Sous ces réserves, le Syndicat de la magistrature estime que l’ouverture de cette réflexion sur l’évaluation à 360° constitue un pas vers une évaluation dans la magistrature qui ne serait plus limitée à celle, en sens unique, des magistrats par leur hiérarchie, réalisée par un seul évaluateur. Il s’agit d’une technique déjà employée, l’expérience acquise dans d’autres corps de l’administration étant utile pour déterminer à quelles conditions elle est acceptable. S’agissant d’un outil par lequel des éléments sont recueillis sans filtre et anonymement, la stricte définition de son champ, de la méthodologie, du processus d’analyse des questionnaires et de retour vers la personne évaluée est en effet cruciale, sans quoi il pourrait s’avérer dangereux. D’autre part la spécificité du statut de la magistrature, notamment au regard du principe d’indépendance, doit naturellement être prise en compte au premier chef.

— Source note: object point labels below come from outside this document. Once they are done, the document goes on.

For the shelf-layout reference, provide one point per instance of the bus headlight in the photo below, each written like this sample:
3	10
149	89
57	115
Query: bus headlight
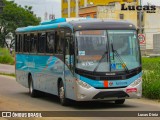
83	84
136	82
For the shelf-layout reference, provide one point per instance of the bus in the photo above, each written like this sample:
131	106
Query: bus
80	60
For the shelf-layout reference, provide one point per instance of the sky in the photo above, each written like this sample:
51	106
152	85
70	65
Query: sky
54	6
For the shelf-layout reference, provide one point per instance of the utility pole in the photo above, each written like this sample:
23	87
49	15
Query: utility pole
77	8
140	19
85	3
1	6
69	8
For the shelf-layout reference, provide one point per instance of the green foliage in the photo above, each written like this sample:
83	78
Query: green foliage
5	57
15	16
151	77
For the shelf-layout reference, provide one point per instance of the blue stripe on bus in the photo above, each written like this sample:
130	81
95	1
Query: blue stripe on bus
114	83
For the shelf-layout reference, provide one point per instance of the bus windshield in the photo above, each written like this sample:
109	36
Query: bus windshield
107	50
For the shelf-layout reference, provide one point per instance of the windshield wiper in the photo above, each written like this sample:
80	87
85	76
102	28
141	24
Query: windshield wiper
120	59
106	52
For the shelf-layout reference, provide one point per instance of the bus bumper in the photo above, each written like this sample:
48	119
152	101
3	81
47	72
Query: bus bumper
92	94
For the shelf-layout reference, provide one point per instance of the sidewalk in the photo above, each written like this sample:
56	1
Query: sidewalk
7	69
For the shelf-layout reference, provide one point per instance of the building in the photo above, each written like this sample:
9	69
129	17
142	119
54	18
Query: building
151	30
149	22
110	11
70	8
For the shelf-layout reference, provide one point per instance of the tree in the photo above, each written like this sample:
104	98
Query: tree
15	16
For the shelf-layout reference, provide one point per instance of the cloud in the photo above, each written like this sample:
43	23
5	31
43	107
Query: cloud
41	6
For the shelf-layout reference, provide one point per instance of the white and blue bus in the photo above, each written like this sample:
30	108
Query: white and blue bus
81	60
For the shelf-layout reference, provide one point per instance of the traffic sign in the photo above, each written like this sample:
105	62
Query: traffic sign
141	38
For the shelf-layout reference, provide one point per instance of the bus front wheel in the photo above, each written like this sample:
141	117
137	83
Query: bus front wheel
61	94
120	101
32	91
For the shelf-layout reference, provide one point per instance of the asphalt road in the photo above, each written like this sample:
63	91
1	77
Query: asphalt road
14	97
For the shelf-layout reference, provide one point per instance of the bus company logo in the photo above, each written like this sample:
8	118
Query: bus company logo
110	83
147	8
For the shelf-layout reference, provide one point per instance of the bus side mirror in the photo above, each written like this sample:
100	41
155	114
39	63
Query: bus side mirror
71	49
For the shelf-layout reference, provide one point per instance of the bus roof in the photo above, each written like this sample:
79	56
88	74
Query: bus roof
81	24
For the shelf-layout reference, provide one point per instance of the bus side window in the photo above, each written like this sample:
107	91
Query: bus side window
59	43
26	43
33	43
21	43
17	43
41	42
50	42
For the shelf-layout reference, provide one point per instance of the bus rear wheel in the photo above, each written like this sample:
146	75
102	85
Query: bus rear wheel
61	94
32	91
120	101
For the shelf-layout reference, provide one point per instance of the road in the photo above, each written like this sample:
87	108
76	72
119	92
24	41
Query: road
14	97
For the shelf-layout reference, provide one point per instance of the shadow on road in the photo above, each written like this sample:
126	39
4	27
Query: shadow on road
89	105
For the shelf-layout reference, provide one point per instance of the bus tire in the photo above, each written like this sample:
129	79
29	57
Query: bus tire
61	94
120	101
32	91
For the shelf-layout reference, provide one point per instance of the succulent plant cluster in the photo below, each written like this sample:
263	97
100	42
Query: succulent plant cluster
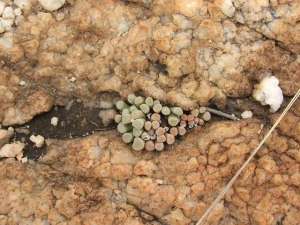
148	124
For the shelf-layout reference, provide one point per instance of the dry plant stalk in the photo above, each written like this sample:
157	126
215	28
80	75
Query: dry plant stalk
234	178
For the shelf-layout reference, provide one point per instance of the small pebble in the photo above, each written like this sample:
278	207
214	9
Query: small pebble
155	124
52	5
159	146
54	121
247	114
38	140
149	146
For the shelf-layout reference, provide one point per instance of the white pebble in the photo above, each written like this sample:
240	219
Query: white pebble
8	13
38	140
52	5
54	121
22	83
11	150
22	3
7	24
247	114
2	6
268	92
18	12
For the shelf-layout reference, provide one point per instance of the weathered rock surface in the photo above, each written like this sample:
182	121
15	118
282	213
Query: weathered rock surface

L’évaluation à 360° constitue une technique de pointe que l’on se propose d’utiliser dans un corps qui peine beaucoup par ailleurs à se doter d’outils performants, que ce soit des outils techniques (informatiques) ou des outils d’aide à la décision (expérimentations assorties d’évaluations dignes de ce nom, outils de pilotage en matière d’évaluation des besoins des juridictions, dont l’indigence a été souligné dans le récent rapport de la Cour des Comptes). Nous avons ainsi posé en condition, outre des principes incontournables, des préalables nécessaires, que nous détaillons dans le document, afin de valider le principe de cette expérimentation. Pour en citer quelques-uns, il convient que le pôle chargé de cette évaluation soit rattaché au CSM, que l’évaluation ne puisse porter sur le fond de l’activité juridictionnelle ou des politiques judiciaires mises en oeuvre, et que les éléments donnés anonymement ne puissent être directement utilisés dans le cadre d’une procédure disciplinaire.

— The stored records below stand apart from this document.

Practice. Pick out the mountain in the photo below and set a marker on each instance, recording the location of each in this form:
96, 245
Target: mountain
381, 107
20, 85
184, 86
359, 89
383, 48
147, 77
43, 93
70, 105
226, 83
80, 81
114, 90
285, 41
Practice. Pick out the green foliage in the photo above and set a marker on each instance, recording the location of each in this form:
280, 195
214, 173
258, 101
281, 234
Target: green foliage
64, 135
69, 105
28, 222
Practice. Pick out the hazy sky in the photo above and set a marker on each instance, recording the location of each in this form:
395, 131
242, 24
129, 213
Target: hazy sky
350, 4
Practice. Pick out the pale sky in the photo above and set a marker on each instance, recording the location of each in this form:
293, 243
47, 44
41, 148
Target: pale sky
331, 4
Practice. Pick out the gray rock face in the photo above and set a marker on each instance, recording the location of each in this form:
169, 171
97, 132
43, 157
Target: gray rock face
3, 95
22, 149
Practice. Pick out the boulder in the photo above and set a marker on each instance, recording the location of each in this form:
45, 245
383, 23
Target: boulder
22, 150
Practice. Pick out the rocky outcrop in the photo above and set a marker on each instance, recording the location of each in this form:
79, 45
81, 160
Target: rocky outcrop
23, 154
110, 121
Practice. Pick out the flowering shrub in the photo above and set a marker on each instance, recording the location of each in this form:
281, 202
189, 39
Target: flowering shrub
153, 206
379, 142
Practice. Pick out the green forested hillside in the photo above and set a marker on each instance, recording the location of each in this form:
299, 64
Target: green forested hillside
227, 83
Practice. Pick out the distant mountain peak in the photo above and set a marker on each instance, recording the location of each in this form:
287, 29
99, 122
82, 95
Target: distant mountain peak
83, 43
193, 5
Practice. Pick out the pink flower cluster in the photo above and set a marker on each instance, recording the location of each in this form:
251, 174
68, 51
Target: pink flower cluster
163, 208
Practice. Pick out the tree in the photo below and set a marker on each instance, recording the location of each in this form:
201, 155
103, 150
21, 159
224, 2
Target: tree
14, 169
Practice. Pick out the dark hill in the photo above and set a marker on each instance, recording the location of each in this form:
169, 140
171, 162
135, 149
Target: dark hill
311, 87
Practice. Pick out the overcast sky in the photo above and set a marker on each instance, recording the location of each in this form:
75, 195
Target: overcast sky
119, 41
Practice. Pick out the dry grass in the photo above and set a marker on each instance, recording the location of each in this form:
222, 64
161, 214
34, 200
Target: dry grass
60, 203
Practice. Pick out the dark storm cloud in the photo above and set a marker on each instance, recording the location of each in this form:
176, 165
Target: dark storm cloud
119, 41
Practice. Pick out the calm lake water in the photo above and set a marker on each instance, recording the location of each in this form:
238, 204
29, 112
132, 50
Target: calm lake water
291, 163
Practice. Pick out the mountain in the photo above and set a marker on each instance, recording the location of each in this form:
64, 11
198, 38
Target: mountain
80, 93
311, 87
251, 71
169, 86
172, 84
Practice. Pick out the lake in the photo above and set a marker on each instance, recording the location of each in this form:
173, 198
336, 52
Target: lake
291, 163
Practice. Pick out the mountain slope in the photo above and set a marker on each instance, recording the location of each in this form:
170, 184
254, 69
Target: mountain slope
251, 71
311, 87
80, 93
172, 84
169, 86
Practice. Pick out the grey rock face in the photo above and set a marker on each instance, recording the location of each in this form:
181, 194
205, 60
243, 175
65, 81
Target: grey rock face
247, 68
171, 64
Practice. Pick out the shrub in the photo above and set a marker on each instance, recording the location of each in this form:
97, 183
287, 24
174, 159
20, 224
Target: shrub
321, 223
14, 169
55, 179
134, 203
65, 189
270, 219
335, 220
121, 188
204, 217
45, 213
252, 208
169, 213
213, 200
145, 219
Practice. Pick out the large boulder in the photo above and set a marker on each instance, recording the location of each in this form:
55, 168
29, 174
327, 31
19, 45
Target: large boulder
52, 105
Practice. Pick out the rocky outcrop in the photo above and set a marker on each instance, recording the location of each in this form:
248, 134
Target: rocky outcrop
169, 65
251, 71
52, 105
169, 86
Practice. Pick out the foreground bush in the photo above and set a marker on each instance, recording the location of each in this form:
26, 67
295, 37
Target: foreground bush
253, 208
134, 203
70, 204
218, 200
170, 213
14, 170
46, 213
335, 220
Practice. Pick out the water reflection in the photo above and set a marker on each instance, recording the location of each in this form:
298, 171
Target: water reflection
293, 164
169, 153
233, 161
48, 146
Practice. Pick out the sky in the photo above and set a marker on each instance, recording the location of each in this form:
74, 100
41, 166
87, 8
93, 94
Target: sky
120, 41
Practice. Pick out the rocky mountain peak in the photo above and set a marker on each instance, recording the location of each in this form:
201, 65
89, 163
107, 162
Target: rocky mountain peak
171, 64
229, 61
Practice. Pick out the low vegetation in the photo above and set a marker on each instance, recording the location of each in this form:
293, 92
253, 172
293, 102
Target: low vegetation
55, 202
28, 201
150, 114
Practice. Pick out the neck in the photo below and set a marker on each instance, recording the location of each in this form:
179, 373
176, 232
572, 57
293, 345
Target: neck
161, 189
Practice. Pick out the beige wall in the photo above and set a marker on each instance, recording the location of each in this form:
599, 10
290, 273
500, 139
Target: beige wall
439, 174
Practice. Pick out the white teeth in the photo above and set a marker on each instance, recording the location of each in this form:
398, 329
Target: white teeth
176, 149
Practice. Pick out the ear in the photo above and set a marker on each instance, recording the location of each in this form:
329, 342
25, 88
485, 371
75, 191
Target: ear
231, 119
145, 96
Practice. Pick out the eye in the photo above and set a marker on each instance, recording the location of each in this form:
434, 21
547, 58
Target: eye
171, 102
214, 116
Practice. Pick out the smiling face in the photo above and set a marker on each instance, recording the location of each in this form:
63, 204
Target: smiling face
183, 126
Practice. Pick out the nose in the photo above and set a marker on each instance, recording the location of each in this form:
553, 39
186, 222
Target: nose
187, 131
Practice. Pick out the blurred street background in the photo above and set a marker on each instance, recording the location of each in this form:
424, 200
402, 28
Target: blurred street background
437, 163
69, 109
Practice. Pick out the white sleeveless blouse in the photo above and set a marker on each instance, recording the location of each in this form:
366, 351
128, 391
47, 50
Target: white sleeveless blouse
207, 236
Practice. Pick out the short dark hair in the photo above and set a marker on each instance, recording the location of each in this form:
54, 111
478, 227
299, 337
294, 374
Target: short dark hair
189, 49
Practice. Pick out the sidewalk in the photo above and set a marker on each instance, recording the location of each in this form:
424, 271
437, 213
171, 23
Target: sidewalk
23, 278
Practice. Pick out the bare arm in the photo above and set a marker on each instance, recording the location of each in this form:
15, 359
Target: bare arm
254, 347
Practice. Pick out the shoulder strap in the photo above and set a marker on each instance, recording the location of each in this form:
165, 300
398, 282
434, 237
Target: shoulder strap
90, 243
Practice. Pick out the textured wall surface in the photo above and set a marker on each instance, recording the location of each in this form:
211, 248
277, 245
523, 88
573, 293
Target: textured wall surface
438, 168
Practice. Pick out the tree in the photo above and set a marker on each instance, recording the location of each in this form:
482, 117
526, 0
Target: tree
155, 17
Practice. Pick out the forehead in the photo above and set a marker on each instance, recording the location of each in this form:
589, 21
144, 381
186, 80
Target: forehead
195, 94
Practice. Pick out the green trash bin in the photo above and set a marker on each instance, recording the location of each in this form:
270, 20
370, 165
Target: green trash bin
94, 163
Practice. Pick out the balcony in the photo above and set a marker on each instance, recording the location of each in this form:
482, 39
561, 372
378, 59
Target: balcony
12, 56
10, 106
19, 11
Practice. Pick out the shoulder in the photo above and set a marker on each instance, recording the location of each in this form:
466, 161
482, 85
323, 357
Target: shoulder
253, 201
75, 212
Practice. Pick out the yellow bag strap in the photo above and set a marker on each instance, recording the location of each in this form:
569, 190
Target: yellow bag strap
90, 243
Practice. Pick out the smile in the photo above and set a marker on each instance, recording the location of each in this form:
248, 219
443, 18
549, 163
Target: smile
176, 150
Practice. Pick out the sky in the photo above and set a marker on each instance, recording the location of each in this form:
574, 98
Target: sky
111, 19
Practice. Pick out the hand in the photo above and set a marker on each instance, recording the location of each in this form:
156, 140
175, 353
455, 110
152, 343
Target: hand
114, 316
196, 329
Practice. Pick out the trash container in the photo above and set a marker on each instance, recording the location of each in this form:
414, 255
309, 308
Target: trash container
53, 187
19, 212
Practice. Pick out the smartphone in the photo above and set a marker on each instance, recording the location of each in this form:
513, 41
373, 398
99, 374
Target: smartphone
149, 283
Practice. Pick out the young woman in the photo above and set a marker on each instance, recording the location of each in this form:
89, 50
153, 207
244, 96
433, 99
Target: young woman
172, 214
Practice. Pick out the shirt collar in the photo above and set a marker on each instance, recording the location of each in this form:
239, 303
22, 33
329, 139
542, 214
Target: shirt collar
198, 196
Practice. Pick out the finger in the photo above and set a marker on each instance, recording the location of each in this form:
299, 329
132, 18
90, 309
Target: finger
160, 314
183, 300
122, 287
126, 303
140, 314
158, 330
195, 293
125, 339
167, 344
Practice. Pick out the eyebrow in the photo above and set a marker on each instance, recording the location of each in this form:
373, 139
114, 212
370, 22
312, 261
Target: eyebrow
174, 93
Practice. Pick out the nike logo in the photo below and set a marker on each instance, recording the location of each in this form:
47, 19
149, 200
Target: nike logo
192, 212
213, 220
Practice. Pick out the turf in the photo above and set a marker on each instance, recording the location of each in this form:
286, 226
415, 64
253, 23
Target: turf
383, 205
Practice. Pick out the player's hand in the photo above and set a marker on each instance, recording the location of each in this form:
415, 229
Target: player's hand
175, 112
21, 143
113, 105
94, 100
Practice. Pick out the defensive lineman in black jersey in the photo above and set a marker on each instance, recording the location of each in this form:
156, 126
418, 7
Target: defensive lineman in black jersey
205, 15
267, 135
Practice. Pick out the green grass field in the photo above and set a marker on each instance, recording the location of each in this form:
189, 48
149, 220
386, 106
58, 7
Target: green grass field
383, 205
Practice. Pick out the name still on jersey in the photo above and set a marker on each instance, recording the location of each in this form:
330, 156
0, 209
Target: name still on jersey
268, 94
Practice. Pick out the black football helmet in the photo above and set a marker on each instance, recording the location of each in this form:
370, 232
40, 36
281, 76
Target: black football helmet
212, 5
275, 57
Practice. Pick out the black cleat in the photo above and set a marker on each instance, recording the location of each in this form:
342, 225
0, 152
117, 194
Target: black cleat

Des apports peuvent être attendus de la mise en place d’une telle expérimentation, en faisant porter l’évaluation sur la capacité du chef de juridiction de faire participer les magistrats à des projets de juridiction, à animer le dialogue social, à prendre en compte les problématiques de souffrance au travail, et à exercer leurs fonctions avec indépendance. Nous avons insisté sur le fait que l’évaluation des magistrats a pour principal objet l’amélioration de la qualité de la justice, et que l’évaluation de l’expérimentation devra permettre d’obtenir des éléments sur la manière dont la gouvernance des juridictions a pu ou non s’améliorer, du point de vue des magistrats notamment. Une simple observation du point de vue des éléments qu’apporte l’évaluation à 360° aux instances de nomination des magistrats pour la gestion des ressources humaines serait nettement insuffisante.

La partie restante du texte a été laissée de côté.